Interestingly enough, given my recent posts on Palestinian poet Ghassan Zaqtan’s unexplained non-visa to the US, this morning’s New York Times has a good piece on the problem. First paras below:
U.S. Visa Rules Deprive Stages of Performers
By LARRY ROHTER
Published: April 11, 2012
Everything seemed set for the American debut last month of Pitingo, the rising young flamenco singing star: the Grand Ballroom at Manhattan Center had been booked, tickets and program prepared, a publicity budget spent, nonrefundable airline tickets purchased. But when he went to the United States Embassy in Madrid to pick up his visa, he learned that his name was on the “no fly” list.
Embassy officials knew that Pitingo, whose real name is Antonio Manuel Álvarez Vélez, is not a terrorist, and that the real target was someone else who shared his very common name. But procedures are procedures, and by the time the confusion was sorted out it was too late for Pitingo to fly to New York, and his concert had to be canceled. His management and the concert promoters incurred losses of nearly $25,000.

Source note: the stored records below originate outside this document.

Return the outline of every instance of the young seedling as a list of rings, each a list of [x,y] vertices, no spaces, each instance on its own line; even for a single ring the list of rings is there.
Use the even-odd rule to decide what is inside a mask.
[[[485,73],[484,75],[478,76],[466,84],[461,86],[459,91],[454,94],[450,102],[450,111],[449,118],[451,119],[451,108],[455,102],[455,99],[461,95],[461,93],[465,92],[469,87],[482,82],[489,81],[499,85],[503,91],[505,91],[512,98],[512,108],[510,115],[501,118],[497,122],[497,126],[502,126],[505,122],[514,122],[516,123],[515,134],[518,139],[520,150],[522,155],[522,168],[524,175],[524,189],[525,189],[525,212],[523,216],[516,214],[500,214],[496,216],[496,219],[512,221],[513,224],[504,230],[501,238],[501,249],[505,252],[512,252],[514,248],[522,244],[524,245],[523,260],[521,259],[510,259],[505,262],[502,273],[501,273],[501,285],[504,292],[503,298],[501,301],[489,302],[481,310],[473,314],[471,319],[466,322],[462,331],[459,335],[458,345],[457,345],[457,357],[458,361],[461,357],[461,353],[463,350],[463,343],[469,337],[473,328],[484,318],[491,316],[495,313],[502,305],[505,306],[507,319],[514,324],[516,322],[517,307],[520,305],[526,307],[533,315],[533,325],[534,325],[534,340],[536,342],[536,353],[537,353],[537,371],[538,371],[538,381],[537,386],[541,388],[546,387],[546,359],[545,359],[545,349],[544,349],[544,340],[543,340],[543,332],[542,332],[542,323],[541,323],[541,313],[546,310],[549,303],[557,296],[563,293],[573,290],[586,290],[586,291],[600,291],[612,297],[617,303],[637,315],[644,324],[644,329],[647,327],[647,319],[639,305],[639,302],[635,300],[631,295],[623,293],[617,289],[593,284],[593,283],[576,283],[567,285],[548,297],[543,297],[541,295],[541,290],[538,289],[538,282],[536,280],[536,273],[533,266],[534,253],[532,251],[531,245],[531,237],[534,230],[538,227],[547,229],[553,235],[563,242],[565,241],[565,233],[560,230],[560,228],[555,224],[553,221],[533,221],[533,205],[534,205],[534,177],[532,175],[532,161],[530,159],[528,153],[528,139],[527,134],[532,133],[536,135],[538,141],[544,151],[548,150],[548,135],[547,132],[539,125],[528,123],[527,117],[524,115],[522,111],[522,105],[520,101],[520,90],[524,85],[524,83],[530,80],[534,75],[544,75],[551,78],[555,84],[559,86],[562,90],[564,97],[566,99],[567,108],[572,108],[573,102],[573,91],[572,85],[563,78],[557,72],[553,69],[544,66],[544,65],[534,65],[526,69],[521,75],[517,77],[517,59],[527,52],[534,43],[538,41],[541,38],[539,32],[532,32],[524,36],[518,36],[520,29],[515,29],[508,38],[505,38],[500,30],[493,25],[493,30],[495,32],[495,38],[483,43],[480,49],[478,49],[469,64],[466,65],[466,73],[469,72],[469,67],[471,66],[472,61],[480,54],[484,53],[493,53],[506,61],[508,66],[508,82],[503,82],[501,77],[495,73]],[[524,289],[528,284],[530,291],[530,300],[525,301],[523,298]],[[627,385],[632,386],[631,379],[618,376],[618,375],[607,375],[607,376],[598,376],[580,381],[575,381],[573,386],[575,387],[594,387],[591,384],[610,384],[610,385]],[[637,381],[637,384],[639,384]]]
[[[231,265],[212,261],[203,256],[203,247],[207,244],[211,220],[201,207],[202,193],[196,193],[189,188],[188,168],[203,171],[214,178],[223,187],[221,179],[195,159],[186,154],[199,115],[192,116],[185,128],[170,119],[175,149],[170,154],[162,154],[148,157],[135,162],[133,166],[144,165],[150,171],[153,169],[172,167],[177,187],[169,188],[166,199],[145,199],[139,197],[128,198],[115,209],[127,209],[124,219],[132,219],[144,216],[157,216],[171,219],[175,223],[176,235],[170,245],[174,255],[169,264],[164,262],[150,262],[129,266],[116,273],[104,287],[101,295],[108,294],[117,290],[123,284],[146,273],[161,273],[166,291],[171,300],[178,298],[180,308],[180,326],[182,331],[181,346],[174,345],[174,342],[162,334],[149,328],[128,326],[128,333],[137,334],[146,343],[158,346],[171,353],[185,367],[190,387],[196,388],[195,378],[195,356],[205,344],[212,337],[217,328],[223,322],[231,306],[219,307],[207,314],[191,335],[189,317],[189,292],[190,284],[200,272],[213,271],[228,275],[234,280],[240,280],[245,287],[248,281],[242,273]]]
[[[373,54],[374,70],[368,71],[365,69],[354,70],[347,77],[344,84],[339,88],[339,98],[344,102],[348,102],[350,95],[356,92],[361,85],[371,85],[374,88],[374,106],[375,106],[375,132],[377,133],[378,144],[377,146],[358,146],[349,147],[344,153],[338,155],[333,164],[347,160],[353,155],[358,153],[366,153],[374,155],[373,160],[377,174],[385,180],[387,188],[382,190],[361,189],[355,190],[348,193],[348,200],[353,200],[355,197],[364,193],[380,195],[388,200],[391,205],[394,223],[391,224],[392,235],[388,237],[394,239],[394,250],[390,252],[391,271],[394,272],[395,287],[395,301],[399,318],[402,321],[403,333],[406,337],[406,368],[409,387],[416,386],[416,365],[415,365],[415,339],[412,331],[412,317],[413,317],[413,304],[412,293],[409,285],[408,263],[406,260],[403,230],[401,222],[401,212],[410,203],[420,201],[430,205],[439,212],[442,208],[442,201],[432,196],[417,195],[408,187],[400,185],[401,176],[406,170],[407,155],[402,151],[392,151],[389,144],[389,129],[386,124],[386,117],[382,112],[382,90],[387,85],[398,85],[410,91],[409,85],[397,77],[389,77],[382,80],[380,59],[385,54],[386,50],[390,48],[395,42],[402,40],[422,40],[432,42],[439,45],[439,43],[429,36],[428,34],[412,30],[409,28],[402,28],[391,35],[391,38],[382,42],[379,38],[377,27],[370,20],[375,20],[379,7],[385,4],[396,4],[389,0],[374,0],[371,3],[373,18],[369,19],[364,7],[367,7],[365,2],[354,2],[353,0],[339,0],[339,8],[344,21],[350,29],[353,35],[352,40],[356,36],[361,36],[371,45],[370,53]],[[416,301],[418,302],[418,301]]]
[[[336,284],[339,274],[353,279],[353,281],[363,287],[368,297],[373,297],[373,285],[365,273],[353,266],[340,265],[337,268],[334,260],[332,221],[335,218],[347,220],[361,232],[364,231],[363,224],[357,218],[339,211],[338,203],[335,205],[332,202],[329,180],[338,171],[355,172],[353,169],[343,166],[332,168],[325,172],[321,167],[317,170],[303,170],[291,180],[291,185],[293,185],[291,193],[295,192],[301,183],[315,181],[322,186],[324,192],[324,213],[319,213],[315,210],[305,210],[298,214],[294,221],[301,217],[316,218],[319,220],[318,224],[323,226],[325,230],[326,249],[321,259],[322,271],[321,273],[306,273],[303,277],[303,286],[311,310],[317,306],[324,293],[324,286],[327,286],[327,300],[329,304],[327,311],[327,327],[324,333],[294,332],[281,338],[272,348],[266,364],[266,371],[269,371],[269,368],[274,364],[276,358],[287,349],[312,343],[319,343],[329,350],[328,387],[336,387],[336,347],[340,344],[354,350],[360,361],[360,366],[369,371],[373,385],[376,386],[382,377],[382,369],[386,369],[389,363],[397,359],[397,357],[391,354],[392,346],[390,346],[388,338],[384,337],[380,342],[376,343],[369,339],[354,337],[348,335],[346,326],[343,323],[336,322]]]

The case of Mr. Álvarez is not an isolated one. In the decade since the attacks on the twin towers, American visa procedures for foreign artists and performers have grown increasingly labyrinthine, expensive and arbitrary, arts presenters and immigration lawyers say, making the system a serious impediment to cultural exchanges with the rest of the world.
Some foreign performers and ensembles, like the Hallé orchestra from Britain, have decided that it is no longer worth their while to play in the United States. Others have been turned down flat, including a pair of bands invited to perform at the South by Southwest festival in Austin, Tex., last month, or have ended up canceling performances because of processing delays, as was the case last month with the Tantehorse theater troupe from the Czech Republic, which was booked to perform in suburban Washington.
Overall, according to Homeland Security Department records, requests for the standard foreign performer’s visa declined by almost 25 percent between 2006 and 2010, the most recent fiscal year for which statistics are available. During the same period the number of these visa petitions rejected, though small in absolute numbers, rose by more than two-thirds.